Preferably, in the first step, for the adaptive threshold, an adaptive gaussian method is adopted, and the adaptive threshold T (x, y) is calculated by:
step1.1, obtaining corresponding weight values by the distance from the surrounding pixels to the center point of the surrounding pixels through a Gaussian function;
step1.2 calculates the weighted mean of (15 × 15) size pixel blocks around each pixel and subtracts a constant 10 to obtain the threshold T (x, y).
Still preferably, in the first step, the structural element for the close operation is set to cv2.morph _ RECT, and the sizes of the structural elements in the horizontal line and vertical line identification are respectively set to:
Figure BDA0002017744690000031
in the formula, H and W represent the height and width of the grayscale image, respectively, and scale represents the scaling factor of the structural element.
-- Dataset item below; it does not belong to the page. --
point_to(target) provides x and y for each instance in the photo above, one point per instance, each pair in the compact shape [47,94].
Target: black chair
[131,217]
More preferably, in the first step, the grid frame removing process:
setp1.1 in the image after adaptive thresholding, by means of the closing operation and the structural element cv2.MORPH _ RECT and the size
Figure BDA0002017744690000032
Identifying a transverse line;
setp1.2 in the image after adaptive thresholding, by means of the closing operation and the structural element cv2.MORPH _ RECT and the size
Figure BDA0002017744690000033
Identifying a vertical line;
the setp1.3 is fused through the images obtained by the setp1.1 and the setp1.2, namely, a grid part in the original image is extracted;
and the setp1.4 carries out add operation on the image obtained by the setp1.3 and the original image.
In the fourth step, the process of constructing the convolutional neural network is as follows:
step 4.1 inputting a set of electrocardiogram images with the size of 224 x 3;
step 4.2, performing convolution operation with the size of 7 × 7, and then performing batchnormalization and Relu activation function operation;
4.3, extracting main characteristics through Max scaling operation;
4.4, the extracted features are processed by a residual convolution module, wherein the residual convolution module comprises 2 groups of convolution operations of 3 × 3 and batch normalization;
step 4.5: repeating the step 3.3 three times, and performing average pooling with sizes of 7 × 7;
step 4.6: and finally, passing the characteristics through a full connection layer FullyConnectedLayer and a Softmax function to obtain an output binary result.
In the fourth step, the deep neural network architecture consists of 1 convolutional layer, 1 maximum pooling layer, 4 residual convolutional modules (Block modules), 1 average pooling layer and 1 full-link layer, the characteristics are standardized after each convolutional layer, the training speed is increased, and the nonlinear expression of the network is improved through a ReLU activation function; each residual convolution module comprises two convolution layers and a shortcut branch, the starting point of the shortcut branch is input, and the end point of the shortcut branch is the adding operation after the second convolution layer, so that the input characteristic can be directly added with the characteristic extracted by the second convolution layer; therefore, the network only needs to calculate the residual error compared with the original input, and the training difficulty is reduced; the output size of the last full-connection layer is 2, and the two classifications correspond to two classifications of screening results, wherein the two classifications are myocardial infarction electrocardiograms or non-myocardial infarction electrocardiograms.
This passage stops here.